皆さん暫く寒い日が続きそうですがお元気ですか!
今回は土曜午前クラスの英保さんの油彩をご紹介致します。

こちらは英保さんがアメリカ・ボストンへ旅行された際に撮られた一枚を元に描かれたものです。日本には見られない雰囲気のあるアパートメントですがこの赤い扉こそが英保さんの心を動かしたのです。

こうした建物を描く場合、英保さんは比較的時間をかけじっくり仕上げていくのですが今回は短時間でその場の雰囲気を出すという心構えで挑んだ作品。脇役はチャチャっとあしらい、主役の扉をバシッと決める。そうした潔さが画面にメリハリをつけ、特段この白い枠に囲まれた赤扉を際立たせているのです。
そして左側からすっと伸びた有機的なグリーンを配し、扉と対比させながらも補色関係を作ることで画面バランスをちゃんと取っているという策士の英保さんの一面が伺えます。

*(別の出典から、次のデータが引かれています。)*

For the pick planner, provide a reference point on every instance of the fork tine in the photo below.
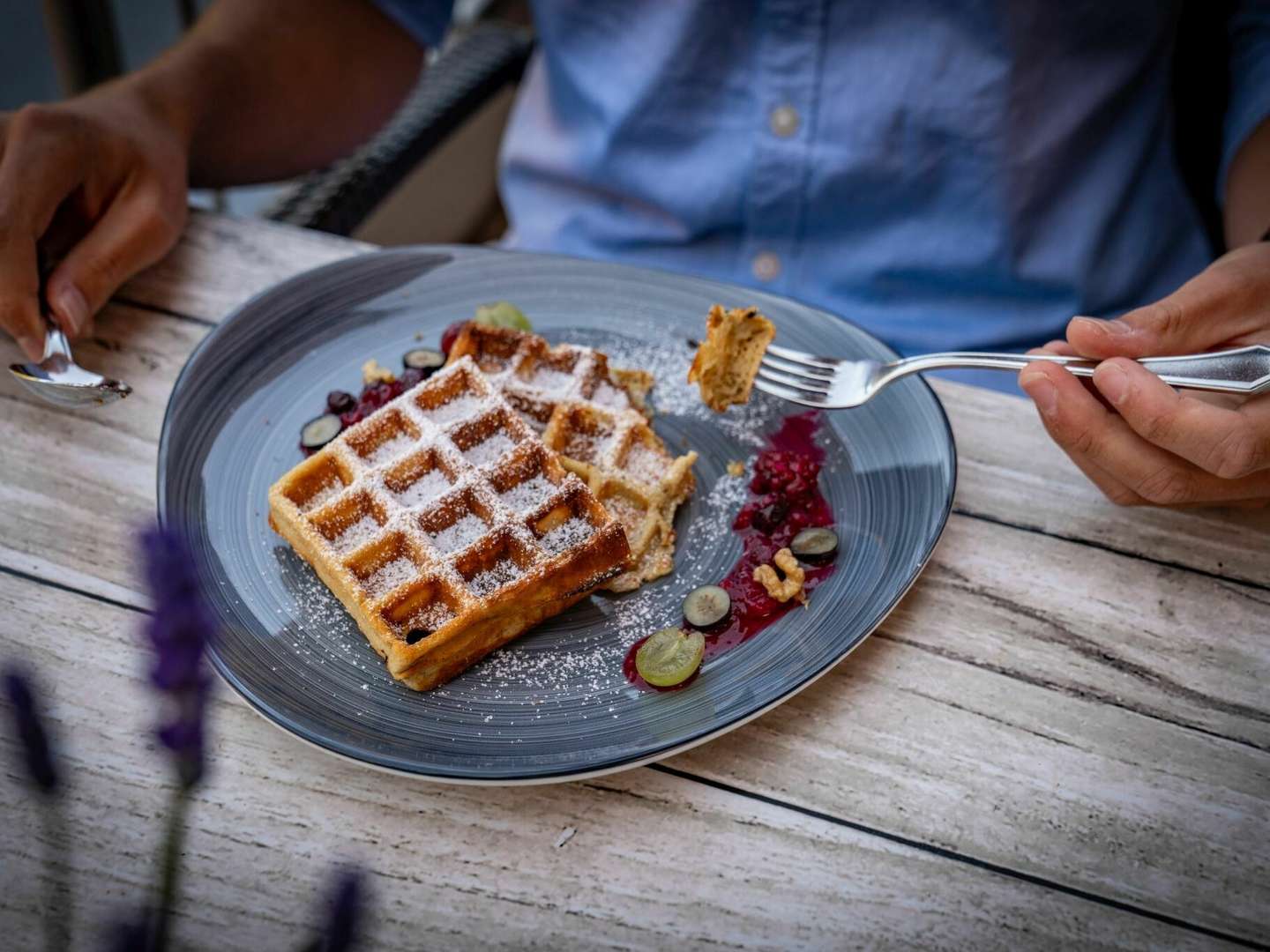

こちらの作品は、2月11日から有楽町で元同僚の方々で開く展覧会に出品されるそうです!

「おおぞら展」
2月11日(日)~2月17日(土) 11:00~18:00(最終日17:00まで)
交通会館(JR有楽町駅前)地下1階 エメラルドルーム
千代田区有楽町2-10-1
Tel 03-3214-4288

どうぞご高覧下さい。

ディープな世界

ここのところ寒い日が続いていますね。この間なんかは、平成で一番寒い日だったみたいです。ということは、私は平成生まれなので生まれてから一番寒い日だったわけです。
ここにきてやっと「寒いを通り越して痛い」「寒さが腰にくる」の意味がわかりました。

さて!小学生のパステルの記事が続いておりますが、木曜学生クラスもパステル画にチャレンジ致しましたよ〜!
パステルの特徴について各先生方が紹介なされていましたが、本当に奥深い画材です。豊富な色数に加えて、線の濃淡、色の混じり具合、重ね方、ボカし方も多様で面白いです。画材の特性上偶然の産物が生まれやすいようで、生徒はそれもまた楽しんでいました。
学生は計算して意図的に遠近感を出せるよう手前は色濃く奥の部分は淡く着彩したり、夕日や月の光を反射して色づく雲をやさしいタッチでボカしたり、頭を使って描いていました。
どうしても粉っぽいので、パステルの持ち方を誤ると手には着くわ絵の濃度は薄れるわでなかなか難しく、生徒は手を真っ黒にさせ苦戦していました。
小学生が力を込めてグリグリ塗った作品も味が出てとても素敵でしたが、学生の作品は少しテクニカルでまた違った魅力があり、とても良い仕上がりになりました!
遠目から見るとなおさら良く見えるので、部屋に飾るのも◎ 菅原

上記、学生クラスのパステル画ですが、2枚程小学生の作品も紛れています。わからないでしょう!?今回のパステルは小学生も中高生もクオリティー高かったですね!

ユニークな魚たち

今週の幼児クラスのテーマは、「さかな」です。上の写真が完成した紙版画作品です。まずこちらの紙版画を制作する前に、魚の部位とその名称、またどんな場所にその部位は付いているか等、こども達とクイズ形式で考えてみました。頭の中で考えていてもなかなかイメージがわかないので、実際に目で見て手で動かすことで、魚の仕組みを遊びながら学びます。紙の魚の部位をバラバラにして、福笑いのように正しい位置にパーツを置き、魚の全体像を完成させました。下の写真は、魚のパーツを正しく貼り合わせた後、リアルな魚の絵を描いている様子です。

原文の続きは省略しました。